CREATE (n:Node {vector: [2, 2]});To confirm that the above node has been indexed, let’s check the vector index info again:
CALL vector_search.show_index_info() YIELD * RETURN *;The above query results in:
+----------+-----------+-------------+---------+----------+------+-------------+-------------------------+
| capacity | dimension | index_name | label | property | size | scalar_kind | index_type |
+----------+-----------+-------------+---------+----------+------+-------------+-------------------------+
| 2048 | 2 | "index_name"| ":Node" | "vector" | 1 | "f16" | "label+property_vector" |
+----------+-----------+-------------+---------+----------+------+-------------+-------------------------+We can see the size of the index changed, due to one new node.
Query vector index
Let’s search for the similar nodes. Here is an example query to do that:
CALL vector_search.search("index_name", 1, [2.0, 2.0]) YIELD * RETURN *;We expect to get the most similar node to vector [2.0, 2.0]:
+--------------------------+--------------------------+--------------------------+
| distance | node | similarity |
+--------------------------+--------------------------+--------------------------+
| -1.19209e-07 | (:Node {vector: [2, 2]}) | 1 |
+--------------------------+--------------------------+--------------------------+The distance is 0 because the two vectors that are being compared with Cosine similarity are the same, leading to the similarity value of 1.

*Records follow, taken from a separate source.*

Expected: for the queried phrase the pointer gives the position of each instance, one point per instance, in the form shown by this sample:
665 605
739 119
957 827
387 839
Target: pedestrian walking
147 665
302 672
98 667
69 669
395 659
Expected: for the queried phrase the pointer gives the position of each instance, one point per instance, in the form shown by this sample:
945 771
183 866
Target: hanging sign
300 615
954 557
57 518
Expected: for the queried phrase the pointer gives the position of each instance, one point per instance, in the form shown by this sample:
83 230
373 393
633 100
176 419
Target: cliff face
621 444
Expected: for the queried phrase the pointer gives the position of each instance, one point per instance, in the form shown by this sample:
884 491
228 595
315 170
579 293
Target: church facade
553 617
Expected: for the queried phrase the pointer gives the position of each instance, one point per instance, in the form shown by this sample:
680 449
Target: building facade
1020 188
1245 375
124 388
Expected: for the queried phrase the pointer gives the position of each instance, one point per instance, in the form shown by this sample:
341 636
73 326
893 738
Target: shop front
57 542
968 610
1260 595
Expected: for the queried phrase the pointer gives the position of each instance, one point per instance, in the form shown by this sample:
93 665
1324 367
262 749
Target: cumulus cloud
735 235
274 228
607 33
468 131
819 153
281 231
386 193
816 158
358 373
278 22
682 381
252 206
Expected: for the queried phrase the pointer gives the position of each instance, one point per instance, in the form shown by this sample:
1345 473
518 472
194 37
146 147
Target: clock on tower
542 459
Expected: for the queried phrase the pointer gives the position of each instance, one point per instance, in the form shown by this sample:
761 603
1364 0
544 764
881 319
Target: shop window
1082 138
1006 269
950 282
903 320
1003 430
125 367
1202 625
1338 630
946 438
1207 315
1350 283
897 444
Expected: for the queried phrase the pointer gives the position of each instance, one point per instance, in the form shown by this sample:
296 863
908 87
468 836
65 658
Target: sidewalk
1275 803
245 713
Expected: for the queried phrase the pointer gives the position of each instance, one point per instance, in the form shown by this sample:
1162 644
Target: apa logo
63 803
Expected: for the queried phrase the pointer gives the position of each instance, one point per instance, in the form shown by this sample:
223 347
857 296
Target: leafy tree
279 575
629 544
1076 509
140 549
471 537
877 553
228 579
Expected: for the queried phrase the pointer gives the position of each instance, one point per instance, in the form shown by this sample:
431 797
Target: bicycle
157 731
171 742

Add more nodes and expand search
Let’s add a couple of more nodes:
CREATE (n:Node {vector: [1, 2]});
CREATE (n:Node {vector: [1, 1]});
CREATE (n:Node {vector: [0, 1]});
CREATE (n:Node {vector: [0, 0]});Let’s see the status of the index now:
CALL vector_search.show_index_info() YIELD * RETURN *;The size is now 5, due to 4 additional nodes:
+----------+-----------+-------------+---------+----------+------+-------------+-------------------------+
| capacity | dimension | index_name | label | property | size | scalar_kind | index_type |
+----------+-----------+-------------+---------+----------+------+-------------+-------------------------+
| 2048 | 2 | "index_name"| ":Node" | "vector" | 5 | "f16" | "label+property_vector" |
+----------+-----------+-------------+---------+----------+------+-------------+-------------------------+Let’s again search for the top five similar nodes to the vector [2.0, 2.0] (to compare it to all nodes we have):
CALL vector_search.search("index_name", 5, [2.0, 2.0]) YIELD * RETURN *;Notice how we changed the limit to get the top five nearest neighbors. Here are the results:
+--------------------------+--------------------------+--------------------------+
| distance | node | similarity |
+--------------------------+--------------------------+--------------------------+
| -1.19209e-07 | (:Node {vector: [1, 1]}) | 1 |
| -1.19209e-07 | (:Node {vector: [2, 2]}) | 1 |
| 0.0513167 | (:Node {vector: [1, 2]}) | 0.948683 |
| 0.292893 | (:Node {vector: [0, 1]}) | 0.707107 |
| 1 | (:Node {vector: [0, 0]}) | 0 |
+--------------------------+--------------------------+--------------------------+Since cosine similarity was used as a metric, we have two nodes with the same similarity to the query vector: [1, 1] and [2, 2].